- Born: 5 August 1866 (baptized) Mereworth
- Died: 24 November 1923 (aged 57) Bath, Somerset
- Occupation(s): civil engineering, Egyptology
- Known for: Fraser Tombs
- Parent(s): Sir Thomas Fraser and Matilda Wildman

= George Willoughby Fraser =

English civil engineer

George Willoughby Fraser (baptized 5 August 1866 – 24 November 1923) was an English civil engineer who operated at the service of the Egypt Exploration Fund. His parents were Sir Thomas Fraser and Matilda Wildman.
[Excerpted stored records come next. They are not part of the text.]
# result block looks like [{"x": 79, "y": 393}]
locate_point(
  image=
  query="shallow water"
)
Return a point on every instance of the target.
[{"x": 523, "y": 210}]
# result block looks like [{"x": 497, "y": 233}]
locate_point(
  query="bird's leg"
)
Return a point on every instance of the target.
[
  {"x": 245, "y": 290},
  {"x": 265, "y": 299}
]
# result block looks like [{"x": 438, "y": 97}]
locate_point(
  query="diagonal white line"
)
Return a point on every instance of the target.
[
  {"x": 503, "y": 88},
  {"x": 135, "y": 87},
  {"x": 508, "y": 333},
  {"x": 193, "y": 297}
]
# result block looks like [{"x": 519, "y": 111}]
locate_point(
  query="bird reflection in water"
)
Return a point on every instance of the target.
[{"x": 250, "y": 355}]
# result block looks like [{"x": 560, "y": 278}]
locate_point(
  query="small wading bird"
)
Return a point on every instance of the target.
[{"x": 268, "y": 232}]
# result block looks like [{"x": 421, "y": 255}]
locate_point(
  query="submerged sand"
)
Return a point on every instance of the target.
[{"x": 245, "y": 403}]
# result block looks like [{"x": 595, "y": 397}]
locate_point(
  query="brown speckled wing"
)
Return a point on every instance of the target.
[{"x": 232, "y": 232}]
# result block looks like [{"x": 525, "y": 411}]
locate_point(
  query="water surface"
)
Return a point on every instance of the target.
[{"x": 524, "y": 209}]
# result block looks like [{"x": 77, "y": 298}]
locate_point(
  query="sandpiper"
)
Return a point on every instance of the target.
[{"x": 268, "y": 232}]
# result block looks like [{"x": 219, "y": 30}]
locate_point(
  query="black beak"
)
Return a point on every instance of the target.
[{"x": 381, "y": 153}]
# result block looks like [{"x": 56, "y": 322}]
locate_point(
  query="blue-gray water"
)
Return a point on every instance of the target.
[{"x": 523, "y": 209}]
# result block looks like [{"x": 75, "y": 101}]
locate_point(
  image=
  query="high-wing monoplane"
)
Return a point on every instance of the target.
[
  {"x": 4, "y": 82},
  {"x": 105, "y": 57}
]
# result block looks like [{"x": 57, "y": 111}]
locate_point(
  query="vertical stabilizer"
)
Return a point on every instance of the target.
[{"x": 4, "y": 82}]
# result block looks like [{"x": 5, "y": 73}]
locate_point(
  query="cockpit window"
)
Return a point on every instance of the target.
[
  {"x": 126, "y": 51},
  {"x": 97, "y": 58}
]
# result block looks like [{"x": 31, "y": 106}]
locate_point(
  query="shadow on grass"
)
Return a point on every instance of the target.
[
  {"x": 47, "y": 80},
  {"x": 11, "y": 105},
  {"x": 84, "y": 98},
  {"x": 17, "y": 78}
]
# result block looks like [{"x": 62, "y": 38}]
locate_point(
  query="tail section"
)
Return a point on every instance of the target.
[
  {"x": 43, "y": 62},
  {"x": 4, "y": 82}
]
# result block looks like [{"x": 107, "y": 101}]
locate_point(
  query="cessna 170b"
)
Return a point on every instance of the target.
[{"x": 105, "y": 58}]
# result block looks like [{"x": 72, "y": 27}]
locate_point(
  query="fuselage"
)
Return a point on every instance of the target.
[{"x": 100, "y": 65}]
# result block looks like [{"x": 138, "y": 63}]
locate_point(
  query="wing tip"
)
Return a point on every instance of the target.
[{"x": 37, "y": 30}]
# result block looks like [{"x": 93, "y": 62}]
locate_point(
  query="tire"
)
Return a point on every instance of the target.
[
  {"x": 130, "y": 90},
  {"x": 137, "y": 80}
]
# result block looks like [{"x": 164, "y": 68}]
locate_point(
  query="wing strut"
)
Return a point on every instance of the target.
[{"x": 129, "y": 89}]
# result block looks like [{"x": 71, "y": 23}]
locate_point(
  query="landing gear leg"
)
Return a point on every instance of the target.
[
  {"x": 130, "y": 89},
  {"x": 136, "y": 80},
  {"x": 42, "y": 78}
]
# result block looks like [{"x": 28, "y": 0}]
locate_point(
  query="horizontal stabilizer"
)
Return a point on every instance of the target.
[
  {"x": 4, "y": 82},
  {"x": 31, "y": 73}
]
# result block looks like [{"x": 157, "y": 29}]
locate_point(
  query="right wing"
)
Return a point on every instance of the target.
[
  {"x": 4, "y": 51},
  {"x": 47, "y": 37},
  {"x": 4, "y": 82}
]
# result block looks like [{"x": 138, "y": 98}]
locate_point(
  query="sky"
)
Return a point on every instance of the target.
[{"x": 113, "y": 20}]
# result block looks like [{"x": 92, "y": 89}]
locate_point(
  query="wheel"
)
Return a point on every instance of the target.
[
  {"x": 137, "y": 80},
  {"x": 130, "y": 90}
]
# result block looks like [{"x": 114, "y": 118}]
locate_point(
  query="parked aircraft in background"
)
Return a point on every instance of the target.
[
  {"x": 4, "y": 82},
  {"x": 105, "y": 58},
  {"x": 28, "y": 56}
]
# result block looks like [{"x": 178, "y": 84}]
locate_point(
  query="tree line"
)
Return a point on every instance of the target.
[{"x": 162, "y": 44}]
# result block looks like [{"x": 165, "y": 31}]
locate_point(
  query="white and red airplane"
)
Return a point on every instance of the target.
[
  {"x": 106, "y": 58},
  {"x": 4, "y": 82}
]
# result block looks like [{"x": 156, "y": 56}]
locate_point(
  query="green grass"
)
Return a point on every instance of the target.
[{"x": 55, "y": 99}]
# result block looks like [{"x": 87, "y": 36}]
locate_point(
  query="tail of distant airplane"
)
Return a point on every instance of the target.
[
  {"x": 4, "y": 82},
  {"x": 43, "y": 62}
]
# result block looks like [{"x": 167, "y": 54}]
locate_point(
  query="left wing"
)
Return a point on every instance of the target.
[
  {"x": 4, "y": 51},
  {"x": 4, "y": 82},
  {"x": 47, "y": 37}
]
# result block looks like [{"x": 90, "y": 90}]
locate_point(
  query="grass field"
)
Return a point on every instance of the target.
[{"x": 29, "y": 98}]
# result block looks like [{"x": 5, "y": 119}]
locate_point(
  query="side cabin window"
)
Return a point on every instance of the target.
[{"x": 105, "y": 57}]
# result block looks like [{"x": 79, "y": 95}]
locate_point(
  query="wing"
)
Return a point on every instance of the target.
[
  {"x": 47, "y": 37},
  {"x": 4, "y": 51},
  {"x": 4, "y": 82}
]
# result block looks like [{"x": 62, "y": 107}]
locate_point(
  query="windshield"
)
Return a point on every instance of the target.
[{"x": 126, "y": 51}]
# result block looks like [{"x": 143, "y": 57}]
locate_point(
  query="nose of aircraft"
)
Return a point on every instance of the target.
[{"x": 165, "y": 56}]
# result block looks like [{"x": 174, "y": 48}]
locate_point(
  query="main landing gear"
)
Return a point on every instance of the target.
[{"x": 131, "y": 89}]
As part of his work for the Egypt Exploration Fund, he worked as a draftsman in the excavations conducted by Sir Flinders Petrie, Percy Edward Newberry and Marcus Worsley Blackden in the Faiyum, in Beni Hasan, in Deir el-Bersha and in the quarries of Hatnub. Less well known is his description of the burial ground dating to the 4th and 5th dynasties, two kilometers south of Tuna el-Gebel, later renamed Fraser Tombs in his honor.

==Significant works==
- "Mr. G. Willoughby Fraser's Report on the Survey of the Wady Dêr en-Nakhleh", in: Francis L. Griffith, Percy E. Newberry, El Bersheh Part 2. Egypt Exploration Fund u. a., London 1895, pp. 55–66.
- A catalogue of the scarabs belonging to George Fraser. London 1900.
- "The early tombs at Tehneh", in Annales du Service des Antiquités de l'Égypte 3, 1902, , pp. 67–76, 122–130, 5 plates.